Spin speed up
richaj45
Posts: 179
Hello:
I was wondering what it would take to speed up Spin?
Maybe a new compiler that generates a "Large Memory Model" program or maybe use multiple cogs to speed up interpretation of the current byte codes.
What do people think>
rich
I was wondering what it would take to speed up Spin?
Maybe a new compiler that generates a "Large Memory Model" program or maybe use multiple cogs to speed up interpretation of the current byte codes.
What do people think>
rich
Comments
I don't think having Spin generate LLM code is desirable, especially not for the Prop I. The beauty of Spin is that it produces compact byte code allowing you to squeeze more functionality into the limited space. LLM code is much bigger. Besides if you want the Speed of LMM we now have Catalina and propgcc.
Using multiple COGS may not give you much boost whilst at the same time wasting COGs. In my efforts at creating a multi-cog Z80 emulator (Basically byte sized instructions) some time ago I could not get performance out of it. Perhaps I did not try hard enough but the overheads of passing data and control back and forth between COGs were a killer then.
Sounds like it is a dead end subject.
cheers,
rich
There have been a few attempts at speeding up the Spin interpreter. I believe the speed improvements have been around 25% to 33%. In theory, it would be possible to write a Spin compiler that generates LMM code. This would run quite a bit faster -- around 4 times as fast or faster. Of course, this would also require more hub RAM for program space. Another approach would be to convert Spin source to C source, and then compile it with Catalina or PropGCC. However, if you would go this route you might as well just program in C.
However, with that speedup and the fact I overclock from 80MHz to 104MHz regularly (30% improvement on all 8 cores) and that 108MHz is most likely stable too (35%), a nice increase can be had.
Functions can be loaded and eliminated dynamically from memory, so the 32k design of the prop that is commonly listed as a "drawback" is not much of an issue.
It can run from SD card, and can execute from scripts on the fly, so there is no real limit to program size, as long as a given module can fit in the available memeory.
And it interactive, so development iterations are quicker. But, using forth is considered "cheating" since its so easy.
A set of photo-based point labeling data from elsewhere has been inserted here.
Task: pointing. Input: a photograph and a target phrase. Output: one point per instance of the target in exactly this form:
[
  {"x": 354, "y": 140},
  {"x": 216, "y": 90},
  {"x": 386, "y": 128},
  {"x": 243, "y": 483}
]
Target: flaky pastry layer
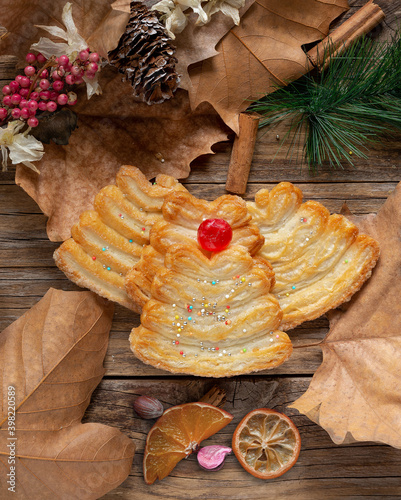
[
  {"x": 108, "y": 241},
  {"x": 211, "y": 317},
  {"x": 182, "y": 215},
  {"x": 320, "y": 260}
]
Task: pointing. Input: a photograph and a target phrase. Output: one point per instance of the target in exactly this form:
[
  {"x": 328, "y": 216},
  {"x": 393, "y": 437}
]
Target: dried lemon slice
[{"x": 266, "y": 443}]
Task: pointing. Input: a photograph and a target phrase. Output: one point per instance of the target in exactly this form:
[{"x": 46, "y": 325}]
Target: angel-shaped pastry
[
  {"x": 211, "y": 315},
  {"x": 319, "y": 260},
  {"x": 108, "y": 240}
]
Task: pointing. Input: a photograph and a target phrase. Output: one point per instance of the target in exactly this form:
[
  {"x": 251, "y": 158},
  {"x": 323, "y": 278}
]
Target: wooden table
[{"x": 323, "y": 470}]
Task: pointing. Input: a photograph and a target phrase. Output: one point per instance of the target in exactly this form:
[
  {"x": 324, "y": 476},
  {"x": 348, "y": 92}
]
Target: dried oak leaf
[
  {"x": 197, "y": 43},
  {"x": 356, "y": 393},
  {"x": 113, "y": 130},
  {"x": 53, "y": 357},
  {"x": 262, "y": 53},
  {"x": 56, "y": 127}
]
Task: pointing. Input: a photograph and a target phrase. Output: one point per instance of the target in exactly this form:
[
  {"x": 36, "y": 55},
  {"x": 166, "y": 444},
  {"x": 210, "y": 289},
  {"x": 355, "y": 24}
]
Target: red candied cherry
[
  {"x": 30, "y": 58},
  {"x": 29, "y": 70},
  {"x": 16, "y": 99},
  {"x": 72, "y": 98},
  {"x": 14, "y": 86},
  {"x": 92, "y": 67},
  {"x": 16, "y": 113},
  {"x": 70, "y": 79},
  {"x": 58, "y": 85},
  {"x": 25, "y": 82},
  {"x": 94, "y": 57},
  {"x": 32, "y": 105},
  {"x": 44, "y": 84},
  {"x": 62, "y": 99},
  {"x": 33, "y": 122},
  {"x": 63, "y": 60},
  {"x": 76, "y": 70},
  {"x": 25, "y": 114},
  {"x": 51, "y": 106},
  {"x": 56, "y": 75},
  {"x": 214, "y": 235},
  {"x": 83, "y": 55}
]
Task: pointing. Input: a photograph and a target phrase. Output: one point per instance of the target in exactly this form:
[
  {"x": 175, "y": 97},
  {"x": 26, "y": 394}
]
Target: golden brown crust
[
  {"x": 108, "y": 241},
  {"x": 319, "y": 260},
  {"x": 183, "y": 213},
  {"x": 211, "y": 316},
  {"x": 81, "y": 269}
]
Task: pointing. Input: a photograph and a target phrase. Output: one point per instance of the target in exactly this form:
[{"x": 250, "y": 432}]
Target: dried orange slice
[
  {"x": 178, "y": 433},
  {"x": 266, "y": 443}
]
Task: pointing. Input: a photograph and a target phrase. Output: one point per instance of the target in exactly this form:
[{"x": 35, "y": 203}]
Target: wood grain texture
[{"x": 324, "y": 470}]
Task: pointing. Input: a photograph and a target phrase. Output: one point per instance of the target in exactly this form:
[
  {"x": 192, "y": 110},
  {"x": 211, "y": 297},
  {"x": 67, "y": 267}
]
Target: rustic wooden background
[{"x": 323, "y": 470}]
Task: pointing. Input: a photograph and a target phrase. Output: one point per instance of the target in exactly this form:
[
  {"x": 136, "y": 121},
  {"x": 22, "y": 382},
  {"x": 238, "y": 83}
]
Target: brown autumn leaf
[
  {"x": 53, "y": 358},
  {"x": 197, "y": 43},
  {"x": 355, "y": 394},
  {"x": 262, "y": 53},
  {"x": 113, "y": 130}
]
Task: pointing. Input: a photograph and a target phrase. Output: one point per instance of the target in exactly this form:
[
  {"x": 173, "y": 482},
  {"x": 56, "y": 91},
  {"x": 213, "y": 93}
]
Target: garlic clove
[
  {"x": 212, "y": 457},
  {"x": 148, "y": 407}
]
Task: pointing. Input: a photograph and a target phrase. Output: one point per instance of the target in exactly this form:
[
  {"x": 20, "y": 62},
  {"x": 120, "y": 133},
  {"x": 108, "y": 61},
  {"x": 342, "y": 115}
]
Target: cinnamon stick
[
  {"x": 241, "y": 156},
  {"x": 360, "y": 23}
]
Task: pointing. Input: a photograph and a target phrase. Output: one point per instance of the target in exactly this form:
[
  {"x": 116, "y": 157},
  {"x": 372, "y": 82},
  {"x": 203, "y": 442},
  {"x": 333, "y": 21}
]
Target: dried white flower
[
  {"x": 75, "y": 43},
  {"x": 229, "y": 8},
  {"x": 175, "y": 18},
  {"x": 21, "y": 147}
]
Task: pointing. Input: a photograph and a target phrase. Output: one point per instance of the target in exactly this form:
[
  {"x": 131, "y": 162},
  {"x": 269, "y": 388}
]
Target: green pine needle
[{"x": 345, "y": 107}]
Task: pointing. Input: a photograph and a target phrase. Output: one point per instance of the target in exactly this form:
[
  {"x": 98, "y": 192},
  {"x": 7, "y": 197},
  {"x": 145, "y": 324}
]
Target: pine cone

I've seen where Spin processing is over 100 times faster with or without a clock using the following formula:
X = NP where
N = Number of Propeller chips
P = Propeller chip
X = SPIN Language Speed Increase
If the number of Propeller chips is 100, then
X = 100P for an increase of 100 times the processing speed of a single Propeller.
The gain is from multiple SPIN instances of parallel thinking, not the overhead.
You may want to figure in multiple instances of Cogs by using 8X instead of X.
http://forums.parallax.com/showthread.php?124495-Fill-the-Big-Brain
Can i get a copy of the Spin speedup you did?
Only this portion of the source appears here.